Telefonumu bulup saate baktım.

16.40

Öğleden sonra... Ama ertesi günün öğleden sonrası.

Ne?

Debelenerek ayağa kalktım ve odadan çıktım. Evde gürültüler vardı ve büyük ihtimalle çocuklar tepişiyordu.

Yüzümü yıkadım ve salonun girişine kadar ilerledim.

Alkan ve Kayra, Tolunay'ı tepetaklak çevirmişlerdi, Burkay gülmekten yerlere yatıyordu.

"Kus lan yuttuğun taşı!" diye bağırdı Alkan. "Papatya'ya verecektim ben onu kolye yaptırıp, kus lan şunu, piç!"

Tolunay kıpkırmızı suratıyla bağırdı: "Lan sıçarım çıkar, bıraksanıza beni!"

"Bokunu mu didikleyeceğiz, niye yuttun lan taşı?!" Alkan çok sinirliydi ve habire bacağından sallıyordu Tolunay'ı.

"Nerden bileyim bardağın içinde taş olduğunu?" diye böğürdü Tolunay. "Bırak ağzına osuracağım şimdi!"
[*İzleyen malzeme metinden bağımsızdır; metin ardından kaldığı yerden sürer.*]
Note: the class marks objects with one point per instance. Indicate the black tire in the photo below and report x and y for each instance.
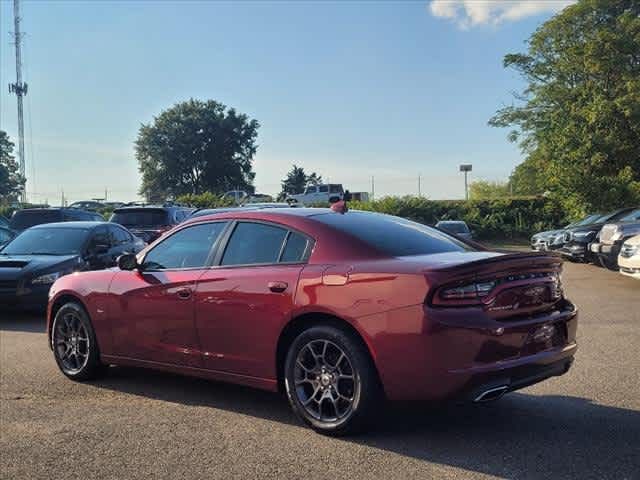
(72, 330)
(366, 392)
(606, 263)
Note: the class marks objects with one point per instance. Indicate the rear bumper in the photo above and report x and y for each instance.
(609, 251)
(630, 266)
(574, 251)
(452, 354)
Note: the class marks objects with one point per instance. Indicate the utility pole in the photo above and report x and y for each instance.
(466, 168)
(20, 89)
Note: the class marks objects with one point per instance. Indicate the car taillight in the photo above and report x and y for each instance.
(466, 292)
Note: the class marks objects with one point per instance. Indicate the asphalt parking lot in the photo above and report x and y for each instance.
(140, 424)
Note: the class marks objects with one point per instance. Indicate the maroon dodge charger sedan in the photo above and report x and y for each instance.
(339, 310)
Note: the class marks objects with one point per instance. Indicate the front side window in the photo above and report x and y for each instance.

Suratımı buruşturarak ilerledim.

"Ne yapıyorsunuz?" dedim uyku mahmuru sesimle. Esneyerek duruma baktım ve güldüm. "Bu ne hâl?"

Alkan sinirle bacağını fırlattı ve Tolunay kafası yere vurarak düştü. "Ağzına sıçsın o taşı bulduğun dükkan!"

"Konuşma lan!" diye bağırdı Alkan.

"Bilerek mi yaptık sanki, bok herif? Niye yutayım senin aşk taşını?"

Sinsi bir gülüşle Alkan'a baktım. Alkan da bana baktı ve öfkeyle yerdeki Tolunay'ın omzuna tekme attı.

"Bir de boşboğazsın it," diyerek kapıdan çıktı, dış kapıyı çarpıp çıktı.

"Demek biri Papatya'ya bir şeyler hissediyor," diye mırıldanarak kollarımı kavuşturdum ve çocuklara baktım. Burkay hâlâ gülüyordu, Tolunay yerde nefes nefese uzanıyordu, Kayra kendini koltuğa bırakmış ve soluklanıyordu.

"Alkan bunu çok zor kabullendi," diye mırıldandı Kayra. "Üzerine gidersen muhtemelen savaş çıkar."

"Dört adam yumrukladıktan sonra kabullendi demeliydin," dedi Tolunay ellerini başına bastırarak. "Bir de geldi benim ağzıma sıçtı, bok çukuru."